Part 1 of Jorg’s questions:
5. “pamukha” means “coming first”. “samādhi pamukhā sabbe dhammā.” means “samādhi comes first (when creating) all dhammā.”
– Note that micchā samādhi leads to generating “bad dhammā“, for example, bad rebirths.
6. “adhipati” means taking control or one who is in charge.
– So, Sutta Central translations are not too far off.
7. “Uttara.” You are right: “‘Incomparably better’ seems to be more fitting.”
– For example, “uttarimanussadhamma” refer to “extraordinary or superhuman qualities,” for example, jhana and magga phala.
8,9. are in different contexts.
“vimutti sārā sabbe dhammā’ means “release (Nibbana) is better than all dhamma.
“amat’ogadhā (amata ogadhā) sabbe dhammā” means similar since “amata” is Nibbana.
They are results.
– “paññuttarā (paññā uttarā) sabbe dhammā” is the way to get to Nibbana.
– P.S. Note that dhammā lead to “things that exist in this world” especially creating “new bhava” leading to rebirths. That happens via Akusala-mula PS. Buddha Dhamma means “bhava uddha dhamma” or “stopping future rebirths.” That is done via Kusala-mula PS, which requires “paññā” to some level to get started. Paññā is optimized at the Arahant stage when no more akusala citta (to do abhishankhara with avijja) can arise in mind.
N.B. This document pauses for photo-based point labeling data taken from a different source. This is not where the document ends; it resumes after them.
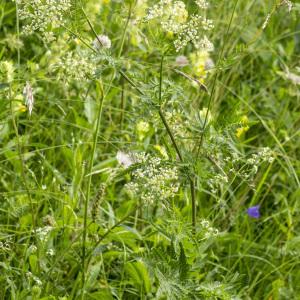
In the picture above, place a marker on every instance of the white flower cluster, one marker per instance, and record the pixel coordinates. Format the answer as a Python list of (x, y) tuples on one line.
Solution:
[(288, 3), (76, 66), (102, 41), (153, 180), (202, 4), (43, 16), (173, 17), (207, 230)]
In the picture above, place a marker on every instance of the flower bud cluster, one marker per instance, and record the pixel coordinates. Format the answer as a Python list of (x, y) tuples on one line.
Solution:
[(153, 180), (173, 18), (43, 16)]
Part 2 of Jorg’s questions:
I think the main point is that AN 9.14 get into the details.
– It gets into the details of how dhammā are created via Paticca Samuppada; here, dhammā are essentially kammic energy (bhava) created by the mind starting with “avijja paccaya sankhara.”
– But in reality, PS gets started when an arammana comes to mind. It is at the “tanha paccaya upadana” step (once one gets attached to an arammana) that one starts doing (abhi)sankhara with “avijja paccaya sankhara.” See, “Difference Between Tanhā and Upādāna” The chart in #12 is important. The first several posts in “Worldview of the Buddha” explain that in detail.
The sequence is arammana>phassa>vedana>samphassa>samphassa-ja-vedana>tanha>upadana, at which stage it goes to “avijja paccaya sankhara” (see the chart of #12 as mentioned above) and start:
avijja>(abhi)sankhara (with vitakka/vicara)>vinnana>namaupa, and on to bhava.
– That is highly condensed. You can read those posts “to dig in deeper.” But you have the right idea.
Your explanation is good. I tried to add a bit more information.
P.S. “Vitakka” means to start “internally debating” what to do about an arammana (that one just got attached to.) “Vicara” means to stay there and continue that process generating more “namarupa.”
– Think about what happens if you get stuck on the idea of buying a car. You will be ‘daydreaming” about the types of cars you would like. That is engaging in vitakka/vicara.
– By the way, vitakka/vicara involves kama/vyapada/vihimsa saṅkappa. The opposites are savitakka/savicara. See “Vitakka, Vicāra, Savitakka, Savicāra, and Avitakka, Avicāra.”